Infrastructure for Agones performance reporting

jkowalski commented 5 years ago

We need a solution for gathering and publishing/analyzing Agones performance over time to identify trends and performance regressions.

We need to solve 4 aspects of it:

How to write performance tests and instrument them for performance data collection?
How to store the results long-term?
How to present the performance results (to be able to deep dive into a test run, have comparison of two runs and see long-term trends)
How to run all of this periodically in a clean environment so we have comparable data over time?

Here's one proposal:

Use https://fortio.org/ for visualization (used by Istio, stores performance metrics in very simple JSON which we could quite easily produce ourselves)
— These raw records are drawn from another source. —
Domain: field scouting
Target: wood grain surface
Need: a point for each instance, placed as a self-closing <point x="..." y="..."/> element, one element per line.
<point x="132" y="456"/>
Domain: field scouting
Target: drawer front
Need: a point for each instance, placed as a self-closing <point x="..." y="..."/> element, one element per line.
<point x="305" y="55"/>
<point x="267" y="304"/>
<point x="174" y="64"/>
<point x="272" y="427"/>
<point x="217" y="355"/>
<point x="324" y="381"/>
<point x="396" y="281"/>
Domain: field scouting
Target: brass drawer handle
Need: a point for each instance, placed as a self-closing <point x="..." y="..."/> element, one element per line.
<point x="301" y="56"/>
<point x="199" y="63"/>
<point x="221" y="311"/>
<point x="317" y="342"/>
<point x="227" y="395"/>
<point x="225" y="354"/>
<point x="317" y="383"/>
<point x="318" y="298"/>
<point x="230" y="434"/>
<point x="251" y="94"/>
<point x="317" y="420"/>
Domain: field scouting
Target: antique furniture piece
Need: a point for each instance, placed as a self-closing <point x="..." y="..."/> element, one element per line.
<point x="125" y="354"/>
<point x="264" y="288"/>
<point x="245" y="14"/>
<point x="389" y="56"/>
Example visualizations: _Single run, Comparison of two runs and trends over time._ Updated links: Single run, Comparison of two runs and Trends over time
Instrument e2e tests (akin to #571) to emit Fortio-compatible metrics as JSON files, and store those in GCS bucket for long-term storage. We could have "official" flag for tests that run against clean cluster
Have a website (https://performance.agones.dev/ on appengine perhaps?) that hosts Fortio and periodically syncs data from GCS bucket for presentation purposes.
Have some cron job, that starts a clean GKE cluster on a schedule (e.g. 4 times a day), launches appropriate tests and uploads results to GCS for long-term storage and pushes them to Fortio for presentation. Hoping we can have a Makefile-based solution that we could drive using Cloud Build or something like that.
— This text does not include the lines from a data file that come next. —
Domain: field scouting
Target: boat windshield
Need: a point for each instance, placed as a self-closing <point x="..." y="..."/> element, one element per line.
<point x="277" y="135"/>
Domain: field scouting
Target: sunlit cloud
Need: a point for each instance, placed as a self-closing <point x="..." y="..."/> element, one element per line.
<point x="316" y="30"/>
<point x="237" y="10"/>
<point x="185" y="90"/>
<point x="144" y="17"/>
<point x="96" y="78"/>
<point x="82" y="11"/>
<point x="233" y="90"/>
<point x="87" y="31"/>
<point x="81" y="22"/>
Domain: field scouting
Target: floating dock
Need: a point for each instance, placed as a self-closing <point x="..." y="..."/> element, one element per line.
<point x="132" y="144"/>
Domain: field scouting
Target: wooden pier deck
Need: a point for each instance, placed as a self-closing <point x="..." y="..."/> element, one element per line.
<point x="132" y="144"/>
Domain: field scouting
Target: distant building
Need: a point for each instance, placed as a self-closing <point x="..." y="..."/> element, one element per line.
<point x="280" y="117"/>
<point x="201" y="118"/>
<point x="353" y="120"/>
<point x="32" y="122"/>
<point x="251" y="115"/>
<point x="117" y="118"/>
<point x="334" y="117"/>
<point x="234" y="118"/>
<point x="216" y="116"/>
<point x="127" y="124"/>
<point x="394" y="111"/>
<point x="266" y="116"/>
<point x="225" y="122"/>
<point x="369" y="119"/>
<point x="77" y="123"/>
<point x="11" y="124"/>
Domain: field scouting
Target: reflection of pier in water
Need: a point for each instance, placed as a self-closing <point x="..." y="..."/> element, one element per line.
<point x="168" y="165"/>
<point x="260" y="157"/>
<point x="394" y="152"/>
pm7h commented 5 years ago

Summarizing discussions on the design.

Architecture

The test infrastructure has three main components: test framework, storage and visualization, and the system under test. The test framework provides necessary modules for writing load and performance tests and is also responsible for generating test traffic. The storage and visualization component stores test results and provides graphs for single test runs, comparison of multiple runs, and trends over time. The system under test is determined by scenarios and configurations to be tested.
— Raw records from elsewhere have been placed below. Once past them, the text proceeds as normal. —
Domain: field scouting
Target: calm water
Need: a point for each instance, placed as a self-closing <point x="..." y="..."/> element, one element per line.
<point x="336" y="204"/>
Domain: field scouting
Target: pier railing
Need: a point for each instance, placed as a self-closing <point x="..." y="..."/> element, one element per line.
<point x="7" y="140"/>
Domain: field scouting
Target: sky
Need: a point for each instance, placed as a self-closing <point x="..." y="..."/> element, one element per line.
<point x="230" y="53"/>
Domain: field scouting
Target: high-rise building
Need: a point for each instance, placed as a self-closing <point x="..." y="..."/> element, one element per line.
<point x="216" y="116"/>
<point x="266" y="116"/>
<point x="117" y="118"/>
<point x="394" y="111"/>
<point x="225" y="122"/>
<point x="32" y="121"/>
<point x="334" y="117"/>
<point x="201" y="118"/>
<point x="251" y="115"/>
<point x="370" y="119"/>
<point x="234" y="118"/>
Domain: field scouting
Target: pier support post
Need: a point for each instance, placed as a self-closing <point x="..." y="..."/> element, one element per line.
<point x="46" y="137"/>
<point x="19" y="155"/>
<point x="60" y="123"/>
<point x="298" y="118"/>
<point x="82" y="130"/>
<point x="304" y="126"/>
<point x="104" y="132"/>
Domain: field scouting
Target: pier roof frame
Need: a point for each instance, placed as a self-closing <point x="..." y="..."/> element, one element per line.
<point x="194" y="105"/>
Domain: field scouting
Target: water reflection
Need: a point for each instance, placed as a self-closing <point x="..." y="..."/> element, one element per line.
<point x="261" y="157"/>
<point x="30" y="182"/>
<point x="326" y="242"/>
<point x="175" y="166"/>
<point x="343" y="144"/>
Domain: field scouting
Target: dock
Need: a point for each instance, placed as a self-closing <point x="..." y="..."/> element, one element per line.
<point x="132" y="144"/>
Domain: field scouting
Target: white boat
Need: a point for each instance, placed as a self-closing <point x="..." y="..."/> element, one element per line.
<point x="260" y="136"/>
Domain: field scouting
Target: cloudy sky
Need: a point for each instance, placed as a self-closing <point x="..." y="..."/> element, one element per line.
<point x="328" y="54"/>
For better separation of the system under test from the framework, the test framework along with the storage and visualization components will be hosted on a separate cluster which will be running continuously. Load and performance tests will run against a test cluster which is created according to user-defined configurations. For each test run a new cluster is created and later destroyed. The separation of the system under test from the framework allows community-provided cluster configurations and tests to run against them.

Test Run Configuration

Single-run tests can be executed on a custom cluster which is destroyed after the run. For continuous runs, we will use Cloud Build to run different test scenarios. Test results will be in the format that is appropriate to the storage and visualization components and will be stored in a GCS bucket.

Code Structure

test/load/clusters: Dockerfiles and necessary scripts for creation and deletion of various test clusters
test/load/scenarios: test scenarios to run against test clusters
test/load/infra: test infrastructure including the test framework (e.g. Fortio, Locust), and test run configuration

markmandel commented 5 years ago

Some initial thoughts questions:

Some useful GCP products might be: Cloud Scheduler to set run schedules, Cloud Functions for some orchestration/glue (now we can do them in Go!), and I like the idea of running the tests in Cloud Build :+1: just might need a GCF to fire it off.
I was originally thinking different nodepools (rather than separate clusters), but the more I think about this, I don't think that will line up with our goals:
1. As we get more tests running in parrallel, there is more K8s API on master -- more than we'd likely originally have.
  1. There does end up being more work to manage k8s cluster keys, but that's not an impossible problem. There must be an API we can leverage (I can't seem to find it right now).
We can use deployment manager to template what our clusters look like.

But otherwise, I think this all makes sense.

@Kuqd -- I expect you have opinions. WDYT?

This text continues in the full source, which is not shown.